Plotting Galaxy Cluster Member Colors in Extragalactic Catalogs

Owners: Dan Korytov @dkorytov

Last verified run: Nov 30, 2018 (by @yymao)

This notebook demonstrates how to access the extra galactic catalog through the Generic Catalog Reader (GCR, https://github.com/yymao/generic-catalog-reader) as well as how filter on galaxy features and cluster membership.

Objectives:

After working through and studying this Notebook you should be able to

  1. Access extragalactic catalogs (protoDC2, cosmoDC2) through the GCR
  2. Filter on galaxy properties
  3. Select and plot cluster members

Logistics: This notebook is intended to be run through the JupyterHub NERSC interface available here: https://jupyter-dev.nersc.gov. To setup your NERSC environment, please follow the instructions available here: https://confluence.slac.stanford.edu/display/LSSTDESC/Using+Jupyter-dev+at+NERSC

In [1]:
import GCRCatalogs
import numpy as np
import matplotlib.pyplot as plt
import matplotlib.colors as clr
%matplotlib inline
In [2]:
gc = GCRCatalogs.load_catalog('cosmoDC2_v1.1.4_small')
In [3]:
data = gc.get_quantities(['halo_mass', 'redshift',
                        'mag_u', 'mag_g', 'mag_r', 
                        'mag_i', 'mag_z'], filters=['halo_mass > 3e13'])

Reading catalog

We load in the catalog with the "load_catalog" command, and then the values with the "getquantities" command using filters to select sub-samples of the catalog. For this case we only need the magnitudes in several filters and the redshift. Galaxies are filtered on host halo mass to be at least 3e13 h$^{-1}$M$\odot$.

Help for error messages:

If this fails to find the appropriate quantities, check that the desc-python kernel is being used and if this is not available source the kernels by running the following command on a terminal at nersc: "source /global/common/software/lsst/common/miniconda/setup_current_python.sh"

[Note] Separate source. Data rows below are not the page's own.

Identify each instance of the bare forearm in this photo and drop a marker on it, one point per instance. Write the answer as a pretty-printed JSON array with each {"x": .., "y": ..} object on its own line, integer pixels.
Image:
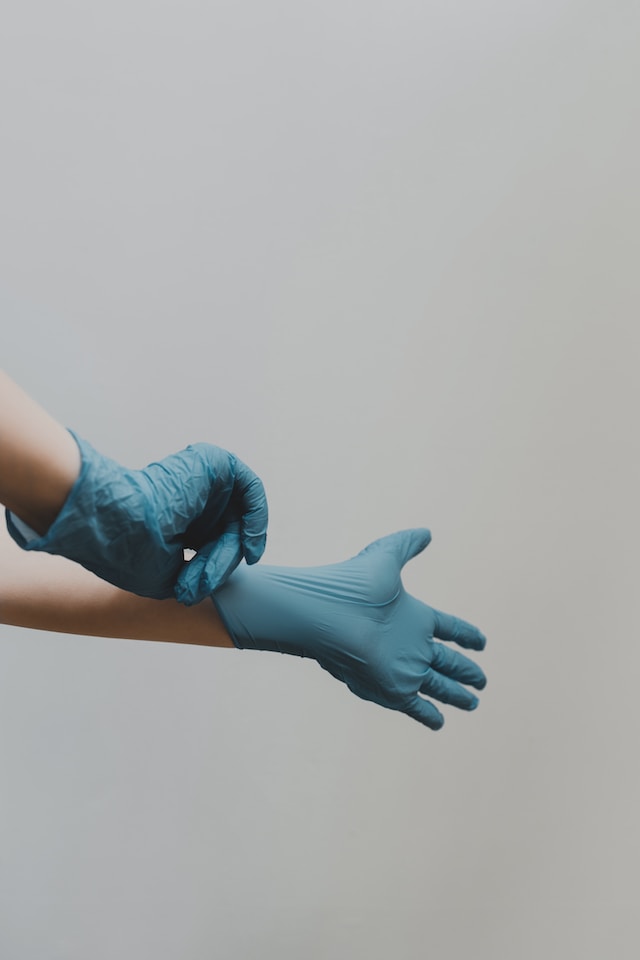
[
  {"x": 40, "y": 459},
  {"x": 51, "y": 593}
]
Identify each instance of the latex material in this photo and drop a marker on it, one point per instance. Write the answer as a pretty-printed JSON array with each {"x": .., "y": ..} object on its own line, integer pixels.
[
  {"x": 130, "y": 527},
  {"x": 357, "y": 620}
]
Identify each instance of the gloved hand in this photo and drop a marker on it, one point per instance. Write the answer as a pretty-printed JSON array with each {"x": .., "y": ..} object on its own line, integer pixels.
[
  {"x": 356, "y": 619},
  {"x": 130, "y": 527}
]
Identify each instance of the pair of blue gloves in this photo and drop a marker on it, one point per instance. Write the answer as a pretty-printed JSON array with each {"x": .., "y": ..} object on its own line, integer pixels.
[{"x": 355, "y": 618}]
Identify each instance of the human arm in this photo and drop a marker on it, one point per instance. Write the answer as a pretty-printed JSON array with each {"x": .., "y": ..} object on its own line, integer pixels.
[
  {"x": 130, "y": 527},
  {"x": 354, "y": 618}
]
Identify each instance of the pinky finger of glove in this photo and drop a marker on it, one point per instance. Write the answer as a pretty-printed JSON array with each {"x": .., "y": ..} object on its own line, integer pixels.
[
  {"x": 209, "y": 569},
  {"x": 424, "y": 712}
]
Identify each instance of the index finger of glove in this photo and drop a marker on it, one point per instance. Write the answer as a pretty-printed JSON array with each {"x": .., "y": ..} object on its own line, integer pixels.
[
  {"x": 458, "y": 631},
  {"x": 450, "y": 663},
  {"x": 254, "y": 512},
  {"x": 210, "y": 568}
]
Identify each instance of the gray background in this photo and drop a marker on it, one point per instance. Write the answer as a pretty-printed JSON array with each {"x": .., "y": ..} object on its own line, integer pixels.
[{"x": 387, "y": 253}]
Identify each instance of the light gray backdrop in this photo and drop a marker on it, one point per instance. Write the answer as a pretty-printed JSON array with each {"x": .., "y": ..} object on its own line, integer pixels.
[{"x": 385, "y": 251}]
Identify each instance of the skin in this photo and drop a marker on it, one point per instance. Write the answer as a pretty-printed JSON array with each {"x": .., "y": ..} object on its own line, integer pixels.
[
  {"x": 44, "y": 592},
  {"x": 40, "y": 460}
]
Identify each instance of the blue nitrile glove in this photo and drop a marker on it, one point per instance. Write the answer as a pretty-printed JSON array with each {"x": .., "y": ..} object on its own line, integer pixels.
[
  {"x": 130, "y": 526},
  {"x": 356, "y": 619}
]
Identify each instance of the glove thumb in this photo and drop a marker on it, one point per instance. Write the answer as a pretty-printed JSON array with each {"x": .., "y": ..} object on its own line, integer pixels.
[{"x": 402, "y": 545}]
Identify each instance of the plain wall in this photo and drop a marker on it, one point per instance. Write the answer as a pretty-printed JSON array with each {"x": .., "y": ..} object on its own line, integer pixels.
[{"x": 387, "y": 253}]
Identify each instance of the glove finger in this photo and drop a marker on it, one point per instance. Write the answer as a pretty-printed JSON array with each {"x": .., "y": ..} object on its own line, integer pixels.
[
  {"x": 447, "y": 627},
  {"x": 455, "y": 665},
  {"x": 448, "y": 691},
  {"x": 425, "y": 712},
  {"x": 254, "y": 510},
  {"x": 403, "y": 545},
  {"x": 209, "y": 569}
]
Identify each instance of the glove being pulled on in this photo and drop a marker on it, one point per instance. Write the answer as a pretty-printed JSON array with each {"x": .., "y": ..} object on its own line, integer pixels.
[
  {"x": 356, "y": 619},
  {"x": 130, "y": 527}
]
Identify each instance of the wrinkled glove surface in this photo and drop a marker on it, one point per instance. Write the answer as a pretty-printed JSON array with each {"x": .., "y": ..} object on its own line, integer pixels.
[
  {"x": 130, "y": 527},
  {"x": 357, "y": 620}
]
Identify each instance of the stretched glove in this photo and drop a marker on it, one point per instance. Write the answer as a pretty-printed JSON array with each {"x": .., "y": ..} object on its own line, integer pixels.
[
  {"x": 356, "y": 619},
  {"x": 130, "y": 527}
]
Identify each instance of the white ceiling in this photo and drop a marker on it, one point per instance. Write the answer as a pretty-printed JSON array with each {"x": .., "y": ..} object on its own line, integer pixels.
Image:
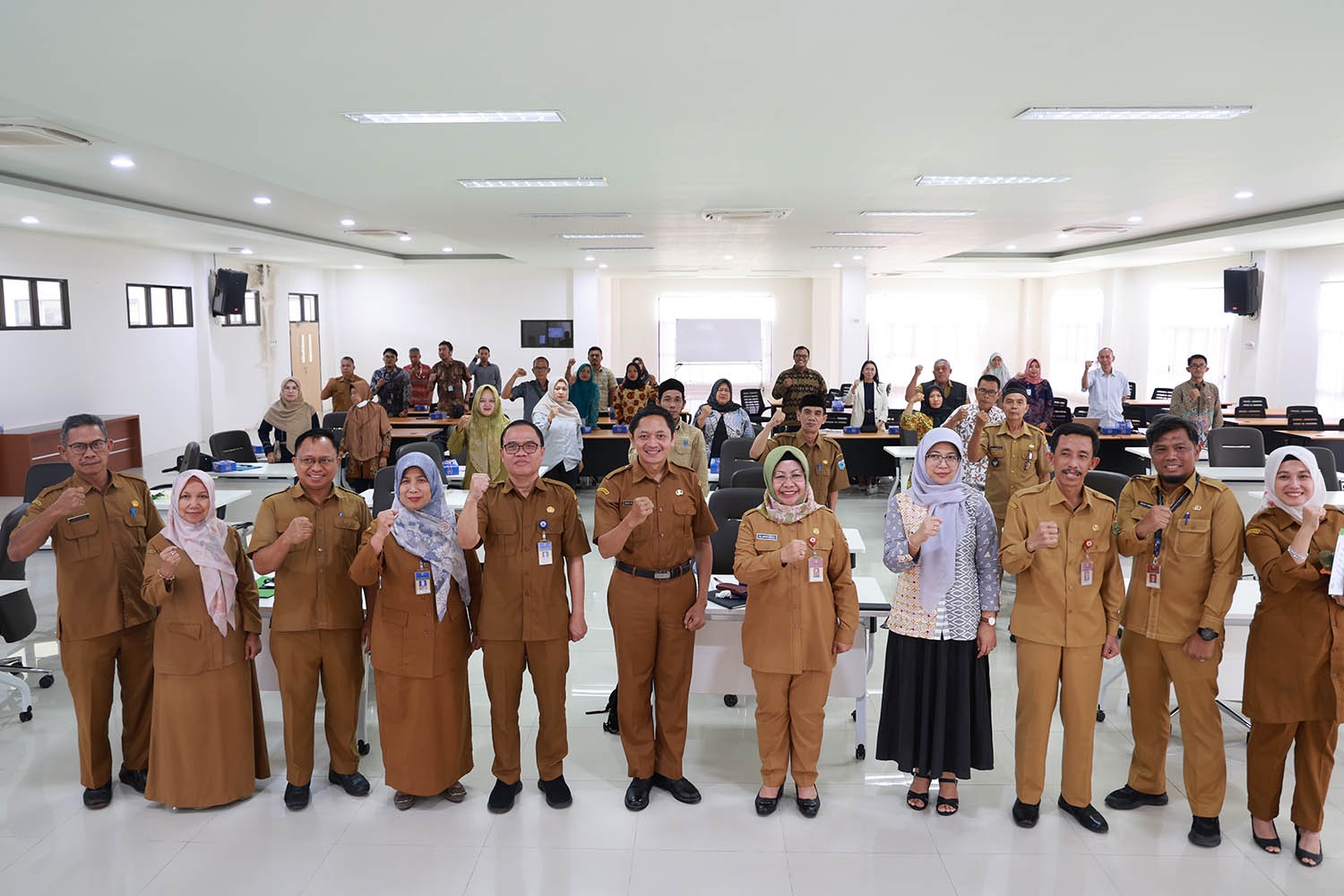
[{"x": 827, "y": 110}]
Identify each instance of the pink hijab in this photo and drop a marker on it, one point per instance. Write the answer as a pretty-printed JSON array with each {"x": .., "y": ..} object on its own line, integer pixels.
[{"x": 204, "y": 544}]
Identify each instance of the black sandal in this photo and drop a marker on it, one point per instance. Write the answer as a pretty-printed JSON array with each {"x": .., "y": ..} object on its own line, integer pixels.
[
  {"x": 948, "y": 801},
  {"x": 1269, "y": 844}
]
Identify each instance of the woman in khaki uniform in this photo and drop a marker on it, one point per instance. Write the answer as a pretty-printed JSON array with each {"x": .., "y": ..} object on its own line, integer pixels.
[
  {"x": 207, "y": 745},
  {"x": 421, "y": 635},
  {"x": 1295, "y": 661},
  {"x": 801, "y": 614}
]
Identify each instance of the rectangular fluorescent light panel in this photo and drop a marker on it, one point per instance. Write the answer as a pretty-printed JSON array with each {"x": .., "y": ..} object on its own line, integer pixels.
[
  {"x": 1132, "y": 113},
  {"x": 984, "y": 180},
  {"x": 454, "y": 117},
  {"x": 515, "y": 183}
]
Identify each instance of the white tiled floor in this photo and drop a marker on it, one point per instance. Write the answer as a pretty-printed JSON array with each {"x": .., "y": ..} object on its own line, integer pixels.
[{"x": 865, "y": 840}]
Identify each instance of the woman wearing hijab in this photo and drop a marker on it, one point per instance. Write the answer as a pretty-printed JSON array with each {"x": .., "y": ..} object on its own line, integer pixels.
[
  {"x": 287, "y": 419},
  {"x": 637, "y": 390},
  {"x": 1295, "y": 654},
  {"x": 559, "y": 422},
  {"x": 583, "y": 394},
  {"x": 1040, "y": 398},
  {"x": 720, "y": 418},
  {"x": 207, "y": 743},
  {"x": 478, "y": 433},
  {"x": 366, "y": 440},
  {"x": 421, "y": 635},
  {"x": 941, "y": 538},
  {"x": 803, "y": 613}
]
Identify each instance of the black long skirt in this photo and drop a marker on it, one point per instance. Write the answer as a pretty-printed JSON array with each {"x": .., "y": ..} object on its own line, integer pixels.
[{"x": 935, "y": 707}]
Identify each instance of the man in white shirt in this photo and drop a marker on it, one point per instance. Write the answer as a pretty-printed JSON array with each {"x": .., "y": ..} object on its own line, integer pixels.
[{"x": 1107, "y": 389}]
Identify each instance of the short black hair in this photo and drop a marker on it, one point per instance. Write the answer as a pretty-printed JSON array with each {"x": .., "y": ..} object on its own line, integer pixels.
[
  {"x": 1164, "y": 424},
  {"x": 75, "y": 421},
  {"x": 1074, "y": 429},
  {"x": 320, "y": 433},
  {"x": 652, "y": 410},
  {"x": 671, "y": 386},
  {"x": 527, "y": 424}
]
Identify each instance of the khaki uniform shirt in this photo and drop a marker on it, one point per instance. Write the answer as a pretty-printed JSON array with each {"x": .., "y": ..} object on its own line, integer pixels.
[
  {"x": 790, "y": 622},
  {"x": 687, "y": 450},
  {"x": 314, "y": 589},
  {"x": 1201, "y": 559},
  {"x": 1053, "y": 605},
  {"x": 521, "y": 599},
  {"x": 680, "y": 516},
  {"x": 825, "y": 462},
  {"x": 101, "y": 556},
  {"x": 1015, "y": 462}
]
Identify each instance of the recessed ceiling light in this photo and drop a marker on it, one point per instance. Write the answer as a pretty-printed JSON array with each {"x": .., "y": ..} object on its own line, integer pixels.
[
  {"x": 911, "y": 212},
  {"x": 986, "y": 180},
  {"x": 454, "y": 117},
  {"x": 1132, "y": 113},
  {"x": 513, "y": 183}
]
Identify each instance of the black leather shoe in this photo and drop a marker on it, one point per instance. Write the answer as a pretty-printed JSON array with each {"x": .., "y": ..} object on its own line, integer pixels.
[
  {"x": 1086, "y": 815},
  {"x": 502, "y": 798},
  {"x": 1206, "y": 831},
  {"x": 680, "y": 788},
  {"x": 354, "y": 783},
  {"x": 1128, "y": 798},
  {"x": 637, "y": 794},
  {"x": 556, "y": 791},
  {"x": 296, "y": 797},
  {"x": 134, "y": 780},
  {"x": 99, "y": 797},
  {"x": 1026, "y": 814}
]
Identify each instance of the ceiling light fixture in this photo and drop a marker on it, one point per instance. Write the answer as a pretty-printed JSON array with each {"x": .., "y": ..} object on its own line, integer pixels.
[
  {"x": 986, "y": 180},
  {"x": 1132, "y": 113},
  {"x": 527, "y": 117},
  {"x": 515, "y": 183}
]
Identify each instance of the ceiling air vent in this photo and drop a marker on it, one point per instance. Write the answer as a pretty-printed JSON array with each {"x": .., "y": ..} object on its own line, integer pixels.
[
  {"x": 745, "y": 215},
  {"x": 35, "y": 132}
]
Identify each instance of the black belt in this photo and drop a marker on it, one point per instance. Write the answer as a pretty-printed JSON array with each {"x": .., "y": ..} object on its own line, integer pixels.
[{"x": 661, "y": 575}]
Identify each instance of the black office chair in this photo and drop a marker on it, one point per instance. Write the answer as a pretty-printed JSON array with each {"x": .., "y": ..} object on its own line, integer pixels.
[
  {"x": 18, "y": 619},
  {"x": 1236, "y": 446},
  {"x": 233, "y": 445},
  {"x": 42, "y": 476}
]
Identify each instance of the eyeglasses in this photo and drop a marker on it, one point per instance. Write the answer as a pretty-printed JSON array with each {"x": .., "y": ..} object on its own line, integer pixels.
[{"x": 78, "y": 449}]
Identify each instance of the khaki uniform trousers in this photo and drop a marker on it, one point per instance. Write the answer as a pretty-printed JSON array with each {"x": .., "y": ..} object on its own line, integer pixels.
[
  {"x": 1314, "y": 759},
  {"x": 89, "y": 667},
  {"x": 790, "y": 715},
  {"x": 1152, "y": 668},
  {"x": 333, "y": 659},
  {"x": 548, "y": 661},
  {"x": 653, "y": 654},
  {"x": 1073, "y": 676}
]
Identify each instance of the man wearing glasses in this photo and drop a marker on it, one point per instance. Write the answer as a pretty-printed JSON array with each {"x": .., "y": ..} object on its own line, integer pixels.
[
  {"x": 534, "y": 544},
  {"x": 99, "y": 522},
  {"x": 308, "y": 536}
]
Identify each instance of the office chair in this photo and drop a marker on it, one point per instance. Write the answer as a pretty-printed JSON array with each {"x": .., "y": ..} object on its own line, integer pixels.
[
  {"x": 42, "y": 476},
  {"x": 18, "y": 619}
]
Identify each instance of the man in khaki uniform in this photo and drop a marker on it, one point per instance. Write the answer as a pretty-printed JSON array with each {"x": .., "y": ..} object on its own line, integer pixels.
[
  {"x": 825, "y": 460},
  {"x": 1016, "y": 452},
  {"x": 529, "y": 525},
  {"x": 652, "y": 519},
  {"x": 1058, "y": 541},
  {"x": 1185, "y": 532},
  {"x": 99, "y": 522},
  {"x": 308, "y": 535},
  {"x": 687, "y": 440}
]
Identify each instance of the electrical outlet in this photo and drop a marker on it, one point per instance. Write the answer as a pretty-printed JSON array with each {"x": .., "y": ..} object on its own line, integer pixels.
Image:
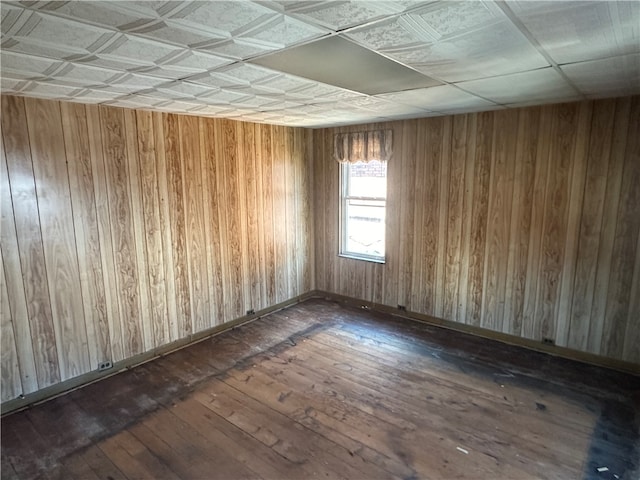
[{"x": 105, "y": 365}]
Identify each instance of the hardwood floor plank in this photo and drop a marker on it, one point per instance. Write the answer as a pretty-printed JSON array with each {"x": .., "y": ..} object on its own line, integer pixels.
[
  {"x": 322, "y": 390},
  {"x": 133, "y": 458}
]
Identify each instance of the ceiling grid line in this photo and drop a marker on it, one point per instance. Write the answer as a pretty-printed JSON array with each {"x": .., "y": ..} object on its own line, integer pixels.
[{"x": 203, "y": 57}]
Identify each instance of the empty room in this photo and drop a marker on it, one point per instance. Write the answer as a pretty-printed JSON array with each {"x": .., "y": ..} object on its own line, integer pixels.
[{"x": 320, "y": 239}]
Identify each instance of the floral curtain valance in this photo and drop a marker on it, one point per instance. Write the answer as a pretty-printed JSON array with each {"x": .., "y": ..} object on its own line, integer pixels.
[{"x": 362, "y": 146}]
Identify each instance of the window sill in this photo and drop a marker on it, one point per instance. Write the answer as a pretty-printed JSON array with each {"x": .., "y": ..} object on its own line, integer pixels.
[{"x": 354, "y": 256}]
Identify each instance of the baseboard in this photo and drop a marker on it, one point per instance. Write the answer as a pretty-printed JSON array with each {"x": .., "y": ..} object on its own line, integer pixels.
[
  {"x": 556, "y": 350},
  {"x": 48, "y": 393}
]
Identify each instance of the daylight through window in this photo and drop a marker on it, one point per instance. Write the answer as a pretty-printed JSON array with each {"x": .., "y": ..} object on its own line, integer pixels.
[{"x": 363, "y": 208}]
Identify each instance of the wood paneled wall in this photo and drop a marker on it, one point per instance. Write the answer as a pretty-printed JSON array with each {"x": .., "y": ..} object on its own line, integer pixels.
[
  {"x": 521, "y": 221},
  {"x": 125, "y": 230}
]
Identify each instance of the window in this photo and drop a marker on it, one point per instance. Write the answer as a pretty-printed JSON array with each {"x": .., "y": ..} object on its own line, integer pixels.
[{"x": 362, "y": 210}]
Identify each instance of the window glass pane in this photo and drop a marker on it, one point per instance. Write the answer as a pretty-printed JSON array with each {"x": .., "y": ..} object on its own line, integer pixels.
[
  {"x": 368, "y": 179},
  {"x": 365, "y": 227}
]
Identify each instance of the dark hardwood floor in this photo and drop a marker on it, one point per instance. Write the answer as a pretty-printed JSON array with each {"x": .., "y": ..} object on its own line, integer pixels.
[{"x": 321, "y": 390}]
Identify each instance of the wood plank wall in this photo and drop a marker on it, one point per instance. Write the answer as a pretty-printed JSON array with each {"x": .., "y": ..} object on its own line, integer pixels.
[
  {"x": 522, "y": 221},
  {"x": 125, "y": 230}
]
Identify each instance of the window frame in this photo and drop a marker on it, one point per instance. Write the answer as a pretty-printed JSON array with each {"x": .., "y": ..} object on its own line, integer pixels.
[{"x": 345, "y": 180}]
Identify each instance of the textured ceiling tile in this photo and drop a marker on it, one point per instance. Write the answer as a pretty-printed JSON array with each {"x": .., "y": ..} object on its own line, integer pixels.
[
  {"x": 496, "y": 50},
  {"x": 608, "y": 77},
  {"x": 246, "y": 74},
  {"x": 167, "y": 31},
  {"x": 392, "y": 33},
  {"x": 284, "y": 31},
  {"x": 61, "y": 37},
  {"x": 540, "y": 84},
  {"x": 221, "y": 97},
  {"x": 51, "y": 90},
  {"x": 190, "y": 61},
  {"x": 439, "y": 98},
  {"x": 445, "y": 19},
  {"x": 132, "y": 82},
  {"x": 95, "y": 96},
  {"x": 287, "y": 83},
  {"x": 20, "y": 65},
  {"x": 469, "y": 109},
  {"x": 577, "y": 31},
  {"x": 11, "y": 85},
  {"x": 12, "y": 18},
  {"x": 178, "y": 90},
  {"x": 238, "y": 49},
  {"x": 84, "y": 75},
  {"x": 108, "y": 14},
  {"x": 138, "y": 51},
  {"x": 222, "y": 16},
  {"x": 338, "y": 15},
  {"x": 216, "y": 80}
]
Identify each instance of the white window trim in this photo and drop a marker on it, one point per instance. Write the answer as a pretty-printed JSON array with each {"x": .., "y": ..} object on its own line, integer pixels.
[{"x": 342, "y": 237}]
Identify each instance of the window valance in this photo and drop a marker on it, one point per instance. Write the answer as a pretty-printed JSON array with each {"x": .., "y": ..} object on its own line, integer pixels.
[{"x": 362, "y": 146}]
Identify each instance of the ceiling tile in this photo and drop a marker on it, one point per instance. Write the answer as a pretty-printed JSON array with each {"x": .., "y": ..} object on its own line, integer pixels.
[
  {"x": 85, "y": 76},
  {"x": 45, "y": 35},
  {"x": 543, "y": 84},
  {"x": 171, "y": 32},
  {"x": 201, "y": 56},
  {"x": 108, "y": 14},
  {"x": 19, "y": 65},
  {"x": 446, "y": 19},
  {"x": 283, "y": 31},
  {"x": 498, "y": 49},
  {"x": 394, "y": 33},
  {"x": 230, "y": 17},
  {"x": 339, "y": 15},
  {"x": 577, "y": 31},
  {"x": 609, "y": 77},
  {"x": 443, "y": 97}
]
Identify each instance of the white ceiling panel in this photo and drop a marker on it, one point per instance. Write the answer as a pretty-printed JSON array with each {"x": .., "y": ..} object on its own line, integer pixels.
[
  {"x": 339, "y": 15},
  {"x": 448, "y": 19},
  {"x": 577, "y": 31},
  {"x": 615, "y": 76},
  {"x": 536, "y": 85},
  {"x": 202, "y": 56},
  {"x": 222, "y": 17},
  {"x": 440, "y": 98},
  {"x": 499, "y": 49}
]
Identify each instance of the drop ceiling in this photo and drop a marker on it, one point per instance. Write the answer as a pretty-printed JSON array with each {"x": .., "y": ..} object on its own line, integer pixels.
[{"x": 208, "y": 57}]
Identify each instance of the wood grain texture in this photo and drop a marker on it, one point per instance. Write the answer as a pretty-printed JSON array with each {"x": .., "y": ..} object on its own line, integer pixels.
[
  {"x": 56, "y": 221},
  {"x": 31, "y": 279},
  {"x": 123, "y": 231},
  {"x": 523, "y": 221},
  {"x": 77, "y": 150},
  {"x": 16, "y": 303}
]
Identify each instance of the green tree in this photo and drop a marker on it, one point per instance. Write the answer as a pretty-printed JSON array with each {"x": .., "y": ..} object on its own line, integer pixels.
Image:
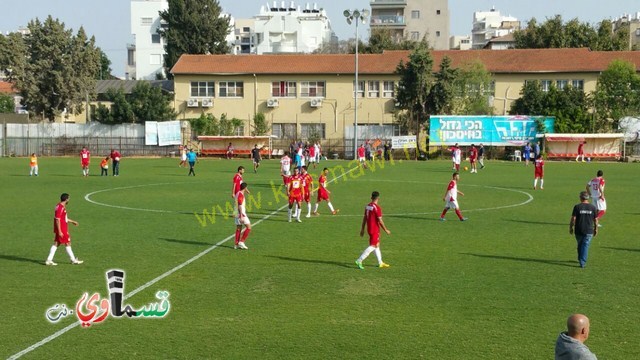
[
  {"x": 193, "y": 27},
  {"x": 7, "y": 105},
  {"x": 441, "y": 97},
  {"x": 260, "y": 125},
  {"x": 52, "y": 68},
  {"x": 617, "y": 95},
  {"x": 474, "y": 88},
  {"x": 149, "y": 103},
  {"x": 416, "y": 80}
]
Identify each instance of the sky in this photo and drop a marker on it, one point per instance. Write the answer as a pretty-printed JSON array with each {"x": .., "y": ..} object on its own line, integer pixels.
[{"x": 109, "y": 21}]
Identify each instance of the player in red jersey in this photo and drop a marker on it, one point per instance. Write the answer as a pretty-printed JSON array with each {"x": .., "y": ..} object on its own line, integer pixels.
[
  {"x": 307, "y": 181},
  {"x": 473, "y": 157},
  {"x": 373, "y": 221},
  {"x": 451, "y": 198},
  {"x": 85, "y": 157},
  {"x": 595, "y": 188},
  {"x": 538, "y": 172},
  {"x": 61, "y": 231},
  {"x": 241, "y": 218},
  {"x": 285, "y": 168},
  {"x": 237, "y": 181},
  {"x": 295, "y": 191},
  {"x": 323, "y": 193}
]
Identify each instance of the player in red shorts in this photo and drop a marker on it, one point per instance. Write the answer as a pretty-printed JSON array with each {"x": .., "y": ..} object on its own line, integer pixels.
[
  {"x": 295, "y": 190},
  {"x": 323, "y": 193},
  {"x": 473, "y": 157},
  {"x": 307, "y": 180},
  {"x": 85, "y": 156},
  {"x": 237, "y": 181},
  {"x": 61, "y": 231},
  {"x": 538, "y": 172},
  {"x": 373, "y": 221}
]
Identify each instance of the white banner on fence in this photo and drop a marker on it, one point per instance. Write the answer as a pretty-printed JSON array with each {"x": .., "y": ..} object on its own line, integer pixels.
[
  {"x": 151, "y": 133},
  {"x": 169, "y": 133},
  {"x": 403, "y": 142}
]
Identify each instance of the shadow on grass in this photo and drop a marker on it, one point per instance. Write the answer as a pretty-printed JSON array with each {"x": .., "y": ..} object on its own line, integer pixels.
[
  {"x": 621, "y": 249},
  {"x": 311, "y": 261},
  {"x": 21, "y": 259},
  {"x": 542, "y": 261},
  {"x": 536, "y": 222}
]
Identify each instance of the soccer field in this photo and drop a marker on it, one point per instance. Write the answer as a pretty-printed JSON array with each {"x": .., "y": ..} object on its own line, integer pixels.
[{"x": 499, "y": 286}]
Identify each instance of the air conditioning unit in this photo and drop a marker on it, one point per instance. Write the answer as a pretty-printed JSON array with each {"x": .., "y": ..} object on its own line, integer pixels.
[
  {"x": 273, "y": 102},
  {"x": 316, "y": 102},
  {"x": 208, "y": 102}
]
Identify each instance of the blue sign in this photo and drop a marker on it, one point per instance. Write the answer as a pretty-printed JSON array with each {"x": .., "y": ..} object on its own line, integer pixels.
[{"x": 488, "y": 130}]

We are loading in a smaller version of the full cosmoDC2 catalog - this contains the same information as the full catalog but with a smaller sky area.

In [4]:
plt.figure()
h,xbins = np.histogram(np.log10(data['halo_mass']),bins=40)
xbins_avg = (xbins[1:]+xbins[:-1])/2.0
plt.semilogy(xbins_avg, h)
plt.ylabel(r'Galaxy Count')
plt.xlabel(r'log10( M$_{\rm{halo}}$ / M$_\odot)$')
plt.show()

As a sanity check, we made sure no galaxies have a host halo below 3e13 h$^{-1}$ M$_\odot$.

In [5]:
plt.figure()
gal_clr = data['mag_g']-data['mag_r']
plt.hist2d(data['redshift'], gal_clr, bins=100, cmap='PuBu', norm=clr.LogNorm())
plt.colorbar(label='population density')
plt.ylabel('Observed g-r')
plt.xlabel('redshift')
plt.title('Galaxy Colors in Clusters')
plt.tight_layout()

plt.figure()
gal_clr = data['mag_r']-data['mag_i']
plt.hist2d(data['redshift'], gal_clr, bins=100, cmap='PuBu',norm=clr.LogNorm())
plt.colorbar(label='population density')
plt.ylabel('r-i')
plt.xlabel('redshift')
plt.title('Galaxy Colors in Clusters')
plt.tight_layout()
plt.show()

After load the catalog and data, we are able to plot the color distribution as a function of redshift for cluster galaxies with very little effort!